The nurse collaborates with other health professionals and the public in promoting community, national, and international efforts to meet health needs.
The profession of nursing, as represented by associations and other members, is responsible for articulating nursing values, for maintaining the integrity of the profession and its practice, and for shaping social policy.

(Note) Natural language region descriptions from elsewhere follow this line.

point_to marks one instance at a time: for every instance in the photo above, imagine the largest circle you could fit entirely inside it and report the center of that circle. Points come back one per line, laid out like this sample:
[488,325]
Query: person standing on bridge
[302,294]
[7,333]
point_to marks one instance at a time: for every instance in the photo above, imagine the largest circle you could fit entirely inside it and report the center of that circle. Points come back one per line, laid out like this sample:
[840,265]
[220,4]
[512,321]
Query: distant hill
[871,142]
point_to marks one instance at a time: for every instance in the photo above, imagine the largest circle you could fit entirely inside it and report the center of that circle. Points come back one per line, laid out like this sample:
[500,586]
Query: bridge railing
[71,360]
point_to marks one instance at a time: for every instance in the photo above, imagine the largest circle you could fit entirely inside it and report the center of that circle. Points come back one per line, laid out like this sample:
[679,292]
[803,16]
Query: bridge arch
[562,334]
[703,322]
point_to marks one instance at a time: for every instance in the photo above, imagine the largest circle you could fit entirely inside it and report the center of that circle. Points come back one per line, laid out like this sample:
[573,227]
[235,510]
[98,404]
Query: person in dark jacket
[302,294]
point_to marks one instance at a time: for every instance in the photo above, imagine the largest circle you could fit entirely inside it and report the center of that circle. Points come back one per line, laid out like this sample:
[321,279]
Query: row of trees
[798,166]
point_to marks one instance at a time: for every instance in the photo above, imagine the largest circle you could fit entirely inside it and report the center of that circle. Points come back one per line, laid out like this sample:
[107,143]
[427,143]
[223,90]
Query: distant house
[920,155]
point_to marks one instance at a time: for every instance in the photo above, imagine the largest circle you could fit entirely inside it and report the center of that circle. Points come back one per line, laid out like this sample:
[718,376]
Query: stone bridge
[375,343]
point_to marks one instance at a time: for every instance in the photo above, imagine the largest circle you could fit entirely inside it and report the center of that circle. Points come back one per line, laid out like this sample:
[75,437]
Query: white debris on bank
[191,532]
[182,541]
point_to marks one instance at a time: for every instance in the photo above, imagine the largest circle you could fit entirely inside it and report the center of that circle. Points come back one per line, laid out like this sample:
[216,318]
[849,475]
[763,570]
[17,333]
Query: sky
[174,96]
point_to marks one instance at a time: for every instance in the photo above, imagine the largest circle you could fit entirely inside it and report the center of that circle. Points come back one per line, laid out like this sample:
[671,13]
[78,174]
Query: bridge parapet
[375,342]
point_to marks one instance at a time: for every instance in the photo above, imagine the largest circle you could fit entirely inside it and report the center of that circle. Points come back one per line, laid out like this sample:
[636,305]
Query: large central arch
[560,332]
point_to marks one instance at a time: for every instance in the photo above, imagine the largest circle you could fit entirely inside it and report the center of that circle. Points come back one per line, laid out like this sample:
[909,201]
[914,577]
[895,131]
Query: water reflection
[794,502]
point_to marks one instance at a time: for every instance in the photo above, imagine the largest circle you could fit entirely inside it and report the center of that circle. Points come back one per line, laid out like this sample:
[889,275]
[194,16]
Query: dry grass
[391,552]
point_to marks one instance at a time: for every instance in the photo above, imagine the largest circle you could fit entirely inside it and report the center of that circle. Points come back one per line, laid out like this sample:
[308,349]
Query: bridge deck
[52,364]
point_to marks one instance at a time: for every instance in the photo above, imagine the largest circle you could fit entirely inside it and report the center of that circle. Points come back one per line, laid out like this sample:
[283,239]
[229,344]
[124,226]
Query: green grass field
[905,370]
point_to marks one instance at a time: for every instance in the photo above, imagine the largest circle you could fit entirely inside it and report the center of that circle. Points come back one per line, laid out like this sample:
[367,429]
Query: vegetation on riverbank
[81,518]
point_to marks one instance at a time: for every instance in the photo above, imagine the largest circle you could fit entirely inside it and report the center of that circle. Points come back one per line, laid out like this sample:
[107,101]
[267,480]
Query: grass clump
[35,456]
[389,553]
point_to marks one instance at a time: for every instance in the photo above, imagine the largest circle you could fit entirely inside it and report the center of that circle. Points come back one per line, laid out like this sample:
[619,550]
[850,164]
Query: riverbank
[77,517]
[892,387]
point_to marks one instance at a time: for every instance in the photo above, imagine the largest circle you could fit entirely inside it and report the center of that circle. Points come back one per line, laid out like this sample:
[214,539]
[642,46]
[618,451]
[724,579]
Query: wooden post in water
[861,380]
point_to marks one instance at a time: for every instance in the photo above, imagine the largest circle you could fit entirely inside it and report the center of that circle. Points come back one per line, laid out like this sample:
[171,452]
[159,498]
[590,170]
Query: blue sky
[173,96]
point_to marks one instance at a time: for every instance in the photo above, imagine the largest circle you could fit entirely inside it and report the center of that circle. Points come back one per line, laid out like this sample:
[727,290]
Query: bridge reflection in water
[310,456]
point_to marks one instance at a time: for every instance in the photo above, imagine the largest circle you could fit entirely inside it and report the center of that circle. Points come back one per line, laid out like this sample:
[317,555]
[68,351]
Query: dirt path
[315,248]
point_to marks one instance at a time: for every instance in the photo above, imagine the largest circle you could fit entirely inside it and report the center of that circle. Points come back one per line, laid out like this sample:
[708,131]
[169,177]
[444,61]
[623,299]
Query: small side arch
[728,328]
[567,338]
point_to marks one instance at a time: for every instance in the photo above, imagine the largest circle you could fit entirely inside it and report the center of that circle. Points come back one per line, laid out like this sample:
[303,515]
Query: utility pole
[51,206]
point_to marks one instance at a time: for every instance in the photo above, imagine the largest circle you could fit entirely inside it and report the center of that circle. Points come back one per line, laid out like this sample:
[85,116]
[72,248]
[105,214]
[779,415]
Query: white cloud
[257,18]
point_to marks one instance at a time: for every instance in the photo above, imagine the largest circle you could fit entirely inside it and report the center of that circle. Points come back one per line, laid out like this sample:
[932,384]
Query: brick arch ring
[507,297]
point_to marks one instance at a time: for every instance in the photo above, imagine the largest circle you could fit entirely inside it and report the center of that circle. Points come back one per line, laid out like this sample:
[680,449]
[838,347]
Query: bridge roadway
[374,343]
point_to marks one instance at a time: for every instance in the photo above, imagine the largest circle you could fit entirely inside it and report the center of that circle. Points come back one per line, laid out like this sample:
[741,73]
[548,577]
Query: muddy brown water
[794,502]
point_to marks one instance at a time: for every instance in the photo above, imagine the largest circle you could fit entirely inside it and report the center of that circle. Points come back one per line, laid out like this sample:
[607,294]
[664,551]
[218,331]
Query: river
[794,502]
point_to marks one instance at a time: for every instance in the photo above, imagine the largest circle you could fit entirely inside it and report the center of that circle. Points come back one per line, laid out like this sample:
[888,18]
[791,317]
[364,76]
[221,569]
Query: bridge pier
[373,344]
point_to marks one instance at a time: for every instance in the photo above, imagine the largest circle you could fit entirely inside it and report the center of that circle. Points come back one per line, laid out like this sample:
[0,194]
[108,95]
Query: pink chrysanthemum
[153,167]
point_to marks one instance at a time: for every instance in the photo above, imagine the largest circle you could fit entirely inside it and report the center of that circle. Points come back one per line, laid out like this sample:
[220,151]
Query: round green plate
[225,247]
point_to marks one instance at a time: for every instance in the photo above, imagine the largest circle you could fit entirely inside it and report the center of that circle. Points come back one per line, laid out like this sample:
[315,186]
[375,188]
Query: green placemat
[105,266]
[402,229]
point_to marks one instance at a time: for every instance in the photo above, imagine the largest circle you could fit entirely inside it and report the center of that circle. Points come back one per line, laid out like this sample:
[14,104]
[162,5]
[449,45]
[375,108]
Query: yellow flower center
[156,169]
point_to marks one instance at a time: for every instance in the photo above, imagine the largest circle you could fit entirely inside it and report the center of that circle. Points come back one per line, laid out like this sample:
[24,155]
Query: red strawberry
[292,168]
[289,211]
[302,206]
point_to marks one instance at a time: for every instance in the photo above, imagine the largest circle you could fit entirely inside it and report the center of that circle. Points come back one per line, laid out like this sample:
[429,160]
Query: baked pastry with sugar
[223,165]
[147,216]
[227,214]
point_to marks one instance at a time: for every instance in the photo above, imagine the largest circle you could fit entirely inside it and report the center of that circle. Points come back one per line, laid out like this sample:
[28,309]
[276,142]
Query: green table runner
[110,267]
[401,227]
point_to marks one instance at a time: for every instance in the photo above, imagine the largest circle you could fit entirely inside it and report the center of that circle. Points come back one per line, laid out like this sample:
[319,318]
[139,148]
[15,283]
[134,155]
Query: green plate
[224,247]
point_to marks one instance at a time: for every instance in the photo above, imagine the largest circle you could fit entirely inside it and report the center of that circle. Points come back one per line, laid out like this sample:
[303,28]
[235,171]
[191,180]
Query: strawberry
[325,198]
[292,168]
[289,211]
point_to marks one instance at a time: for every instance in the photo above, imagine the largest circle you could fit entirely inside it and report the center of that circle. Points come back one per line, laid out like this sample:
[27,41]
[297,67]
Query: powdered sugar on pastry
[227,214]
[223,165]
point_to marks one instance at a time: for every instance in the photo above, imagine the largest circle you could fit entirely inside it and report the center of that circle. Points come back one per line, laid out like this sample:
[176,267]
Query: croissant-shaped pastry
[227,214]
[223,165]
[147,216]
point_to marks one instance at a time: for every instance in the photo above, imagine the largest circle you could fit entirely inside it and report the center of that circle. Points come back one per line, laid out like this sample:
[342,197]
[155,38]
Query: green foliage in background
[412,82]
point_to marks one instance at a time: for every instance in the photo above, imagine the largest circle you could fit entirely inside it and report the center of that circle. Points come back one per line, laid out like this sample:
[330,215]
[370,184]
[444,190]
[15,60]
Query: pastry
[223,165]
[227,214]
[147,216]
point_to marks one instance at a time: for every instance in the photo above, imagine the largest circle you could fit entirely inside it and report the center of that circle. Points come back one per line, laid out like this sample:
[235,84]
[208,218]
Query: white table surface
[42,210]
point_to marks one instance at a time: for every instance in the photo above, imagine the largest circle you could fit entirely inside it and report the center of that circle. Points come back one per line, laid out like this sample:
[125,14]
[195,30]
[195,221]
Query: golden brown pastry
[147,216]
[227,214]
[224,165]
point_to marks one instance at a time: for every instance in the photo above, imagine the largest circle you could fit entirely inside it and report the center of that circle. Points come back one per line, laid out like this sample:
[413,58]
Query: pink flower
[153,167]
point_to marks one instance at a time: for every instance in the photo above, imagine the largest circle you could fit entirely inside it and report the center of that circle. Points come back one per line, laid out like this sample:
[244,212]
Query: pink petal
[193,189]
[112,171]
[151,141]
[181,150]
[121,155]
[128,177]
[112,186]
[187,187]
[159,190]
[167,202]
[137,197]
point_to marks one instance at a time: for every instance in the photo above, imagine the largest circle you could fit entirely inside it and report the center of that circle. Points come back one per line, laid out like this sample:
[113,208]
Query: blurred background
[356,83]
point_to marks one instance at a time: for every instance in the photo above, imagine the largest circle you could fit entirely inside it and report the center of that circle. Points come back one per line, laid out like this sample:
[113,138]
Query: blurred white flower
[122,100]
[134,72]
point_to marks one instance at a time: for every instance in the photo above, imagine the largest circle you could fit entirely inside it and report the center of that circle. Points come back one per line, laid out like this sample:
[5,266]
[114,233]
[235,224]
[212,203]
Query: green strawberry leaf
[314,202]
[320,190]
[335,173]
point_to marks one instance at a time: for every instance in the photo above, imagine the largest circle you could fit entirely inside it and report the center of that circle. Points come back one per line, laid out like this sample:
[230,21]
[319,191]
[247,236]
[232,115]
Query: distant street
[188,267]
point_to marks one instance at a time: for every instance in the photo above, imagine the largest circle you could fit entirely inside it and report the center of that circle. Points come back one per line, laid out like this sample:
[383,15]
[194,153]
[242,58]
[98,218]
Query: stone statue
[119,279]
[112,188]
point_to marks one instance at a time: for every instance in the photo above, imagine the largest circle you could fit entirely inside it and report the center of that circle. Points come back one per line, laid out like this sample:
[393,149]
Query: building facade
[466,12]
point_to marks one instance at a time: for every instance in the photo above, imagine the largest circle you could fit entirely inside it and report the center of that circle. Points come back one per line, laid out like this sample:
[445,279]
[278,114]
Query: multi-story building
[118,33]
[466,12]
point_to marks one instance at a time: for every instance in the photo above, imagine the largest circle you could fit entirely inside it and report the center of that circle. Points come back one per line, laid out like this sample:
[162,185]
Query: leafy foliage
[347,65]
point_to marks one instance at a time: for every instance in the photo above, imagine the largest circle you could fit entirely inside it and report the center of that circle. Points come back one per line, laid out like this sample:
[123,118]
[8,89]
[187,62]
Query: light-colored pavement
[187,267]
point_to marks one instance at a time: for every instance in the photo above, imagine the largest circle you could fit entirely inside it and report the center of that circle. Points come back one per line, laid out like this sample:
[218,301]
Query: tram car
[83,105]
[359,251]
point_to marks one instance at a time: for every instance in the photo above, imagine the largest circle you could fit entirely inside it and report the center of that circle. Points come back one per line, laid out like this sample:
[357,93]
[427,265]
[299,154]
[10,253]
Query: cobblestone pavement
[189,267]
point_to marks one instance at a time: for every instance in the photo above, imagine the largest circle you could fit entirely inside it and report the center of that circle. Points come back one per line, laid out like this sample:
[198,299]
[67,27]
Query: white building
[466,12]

As an American, I am thankful for the First Amendment affording me and all American citizens the right to religious freedom…praise god for that! As a person who mostly identifies as a Christian, I am compelled to live by the Greatest Commandment especially in loving others as I (should) love myself. As a Registered Nurse, I am equally compelled my vocation, my pledge and my code to provide the best of care to each and every tiny human who passes through the NICU where I practice, regardless of who their parents are…whether they be straight, gay, married, single, under-age, US citizen, immigrant (legal or illegal), homeless, addict, mentally ill or convict. A life is a life and always precious and worth preserving to the best of my abilities as a nurse. Discrimination of any kind has no place anywhere in this day but especially in an acute care setting where I do what I do. Shame on Michigan House Speaker Jace Bolger and the Michigan legislature as well as anyone who cloaks themselves in such a ridiculous, hateful, discriminatory law in t6he name of whomever they choose to worship!
Let us be anxious to do well, not for selfish praise but to honor and advance the cause, the work we have taken up. Let us value our training not as it makes us cleverer or superior to others, but inasmuch as it enables us to be more useful and helpful to our fellow creatures, the sick, who most want our help. Let it be our ambition to be good nurses, and never let us be ashamed of the name of ‘nurse’.